Sanjay’s wife proudly showed off her grain storage. It was a huge bamboo-weave basket filled with rice harvested from the fields.

The walls of Sanjay’s home are adorned with Warli murals and paintings. He spoke about each one of them as a proud parent.

Warli paintings were originally the domain of married women known as ‘Savasini’. Today it is the men who have taken over. Perhaps, the men would not have been comfortable with their women interacting with the outside world.

The Savasini in action. A warli woman’s traditional attire is a blouse with the saree wrapped around the waist. Flowers adorn the hair. Pic credit – MP Tribal Museum, Bhopal

Scenes from daily life – People working in the fields, women with children, hunting scenes, and wedding images are painted. The symbols used are geometric shapes – triangles for the bodies, circles for the head and sticks for the hands and legs. The inspiration is from the sun, moon, mountains and trees. Paintings that have the square or ‘chauk’ in the center symbolize fertility.

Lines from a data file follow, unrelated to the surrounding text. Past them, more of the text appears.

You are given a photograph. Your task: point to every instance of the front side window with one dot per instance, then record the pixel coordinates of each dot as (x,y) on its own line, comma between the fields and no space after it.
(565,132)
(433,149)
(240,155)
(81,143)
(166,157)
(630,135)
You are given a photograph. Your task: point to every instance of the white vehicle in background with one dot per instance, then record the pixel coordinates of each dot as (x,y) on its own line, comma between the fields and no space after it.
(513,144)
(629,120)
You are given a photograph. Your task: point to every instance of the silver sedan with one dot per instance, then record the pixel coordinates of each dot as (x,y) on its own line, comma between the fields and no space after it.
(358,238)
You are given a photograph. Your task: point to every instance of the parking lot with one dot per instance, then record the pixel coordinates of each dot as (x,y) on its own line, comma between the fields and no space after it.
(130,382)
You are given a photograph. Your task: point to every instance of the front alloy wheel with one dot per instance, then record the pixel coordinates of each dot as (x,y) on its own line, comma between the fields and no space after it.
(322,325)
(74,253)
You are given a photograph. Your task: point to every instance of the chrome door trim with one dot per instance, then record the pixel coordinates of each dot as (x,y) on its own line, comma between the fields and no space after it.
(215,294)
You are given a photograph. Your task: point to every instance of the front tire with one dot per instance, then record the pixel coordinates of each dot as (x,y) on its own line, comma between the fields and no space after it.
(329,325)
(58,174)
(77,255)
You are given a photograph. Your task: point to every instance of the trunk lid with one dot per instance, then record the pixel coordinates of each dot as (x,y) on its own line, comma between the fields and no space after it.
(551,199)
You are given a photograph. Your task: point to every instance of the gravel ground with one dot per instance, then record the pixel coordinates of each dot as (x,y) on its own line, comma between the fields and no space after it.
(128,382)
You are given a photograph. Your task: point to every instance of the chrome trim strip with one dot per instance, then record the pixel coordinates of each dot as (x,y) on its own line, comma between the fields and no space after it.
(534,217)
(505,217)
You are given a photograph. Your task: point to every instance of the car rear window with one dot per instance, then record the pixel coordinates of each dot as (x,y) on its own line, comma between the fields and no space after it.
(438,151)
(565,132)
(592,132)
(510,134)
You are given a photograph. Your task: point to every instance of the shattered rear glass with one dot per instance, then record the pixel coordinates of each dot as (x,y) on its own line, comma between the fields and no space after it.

An initial impression seems as if it is a rudimentary form of art. However, these stick figure drawings are similar to the rock paintings found in the caves of the evolving humans. They give us an insight into how ancient this art form really is. There was no written language, so this practice could have been used to communicate and leave messages for the coming generations.

The Warli style of paintings could have its origins from such cave dwellers. For reference I have inserted the rock paintings of Bhimbetka.

Read more about rock paintings of Bhimbetka – HERE

The background of the painting is typically painted in red ochre. The colour is derived from ‘geru’ a locally available mud that is naturally brownish red in colour. Cow dung is also used as a backdrop.

The paint is always white, made with rice powder paste, natural resin and water. A thin slit from the bamboo stick is chewed at the end to make the brush.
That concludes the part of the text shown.